Vendredi 22 novembre 2019

Design : les tendances de la rentrée

Par Christian Simenc · L'ŒIL

Le 20 août 2013 - 1173 mots

La 52e édition du Salon international du meuble de Milan, en avril dernier, a, comme à son habitude, livré son lot de tendances. En voici une sélection qui devrait s’afficher sur le devant de la scène d’ici à la fin de l’année.

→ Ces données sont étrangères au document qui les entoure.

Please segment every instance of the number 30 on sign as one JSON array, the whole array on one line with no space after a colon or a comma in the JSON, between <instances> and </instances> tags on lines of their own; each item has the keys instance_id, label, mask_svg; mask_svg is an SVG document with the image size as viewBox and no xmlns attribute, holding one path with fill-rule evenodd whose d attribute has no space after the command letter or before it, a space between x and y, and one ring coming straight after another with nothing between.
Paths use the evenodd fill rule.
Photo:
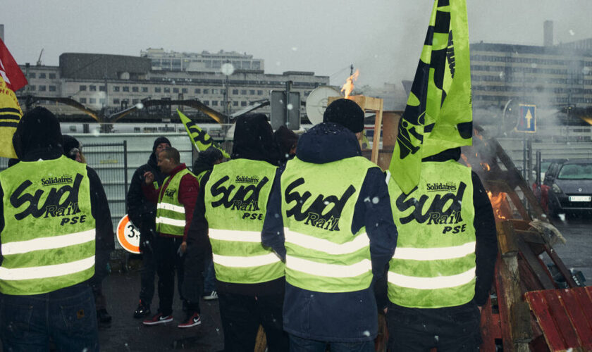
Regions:
<instances>
[{"instance_id":1,"label":"number 30 on sign","mask_svg":"<svg viewBox=\"0 0 592 352\"><path fill-rule=\"evenodd\" d=\"M125 215L117 225L117 240L123 249L134 254L140 254L140 230Z\"/></svg>"}]
</instances>

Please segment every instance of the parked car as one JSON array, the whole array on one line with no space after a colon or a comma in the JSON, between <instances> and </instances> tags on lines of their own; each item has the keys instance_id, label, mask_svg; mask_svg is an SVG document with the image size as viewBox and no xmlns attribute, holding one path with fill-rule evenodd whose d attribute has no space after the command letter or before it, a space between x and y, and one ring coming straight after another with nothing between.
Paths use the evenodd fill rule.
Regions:
<instances>
[{"instance_id":1,"label":"parked car","mask_svg":"<svg viewBox=\"0 0 592 352\"><path fill-rule=\"evenodd\" d=\"M549 187L551 215L592 211L592 159L551 163L543 184Z\"/></svg>"}]
</instances>

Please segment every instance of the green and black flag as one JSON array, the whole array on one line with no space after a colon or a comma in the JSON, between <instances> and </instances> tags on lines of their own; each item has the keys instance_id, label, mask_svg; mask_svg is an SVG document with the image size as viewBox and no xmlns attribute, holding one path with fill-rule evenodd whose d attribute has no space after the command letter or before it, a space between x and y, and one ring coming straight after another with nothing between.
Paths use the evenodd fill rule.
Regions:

Les couleurs flashy et fluo
De peur, sans doute, de trop broyer du noir en ces temps incertains, d’aucuns préfèrent répandre les ondes positives de couleurs franches, en l’occurrence flashy et fluo, lesquelles électrisent les esprits et, par ricochet, la production. Selon l’historien et spécialiste de la couleur Michel Pastoureau, « les couleurs fluo possèdent la propriété de transformer la lumière qu’elles reçoivent en radiations de plus grande intensité ». Soit ! Les designers, eux, ont deux façons d’opérer. Une manière douce, comme continuent à la distiller les pionniers de ces nuances allumées, les Néerlandais Stefan Scholten et Carole Baijings, qui, pour Hay, égayent toute une collection d’accessoires de bureau tels les classeurs Colour Binders, une gamme de verrerie loufoque Colour Glass, ainsi qu’une série de tapis en papier Paper Carpet. Avec parcimonie aussi, Matali Crasset réveille d’un rose appuyé l’angle coupé de son socle en ciment One Cut (Concrete by LCDA). Idem, chez Moroso, avec Patricia Urquiola qui enrobe les accoudoirs de sa jolie chaise Mathilda d’un jaune fluo et Werner Aisslinger qui trempe les pieds de son siège Bikini Wood dans un rouge vif. Mais il existe aussi la manière forte : ainsi le jeune designer François Dumas bariole-t-il sa famille de lampes en mousse Eva de stries soutenues. Stefan Diez, lui, n’y va pas par quatre chemins, non plus avec le dos du pinceau, et plonge entièrement sa chaise This et son fauteuil That, tous deux chez E15, dans un bain rose tout ce qu’il y a de fluorescent.

Le régime « chips »
C’est devenu un exercice de style : prendre une forme, la plus simple et la plus fine possible, puis la tortiller dans tous les sens pour en façonner un objet. Cette année, la « chips » est à l’honneur. Ainsi en est-il de la chaise Kuki de Zaha Hadid (Sawaya & Moroni), disque de résine judicieusement plié sur lui-même pour former à la fois piètement, assise et dossier. Sebastian Bergne, lui, replie délicatement la forme pour créer la lampe Curl (Luceplan). L’expérimentation est d’autant plus saisissante que le matériau est résistant : Michael Anastassiades, avec la firme Henraux, dessine une série de très minces disques de marbre qui se recroquevillent sur eux-mêmes comme si la matière devenait molle. Marbre encore, avec cet autre projet de Zaha Hadid pour le marbrier Citco : la table Mercuric arbore un subtil travail sur le motif et ondule telle une… chips.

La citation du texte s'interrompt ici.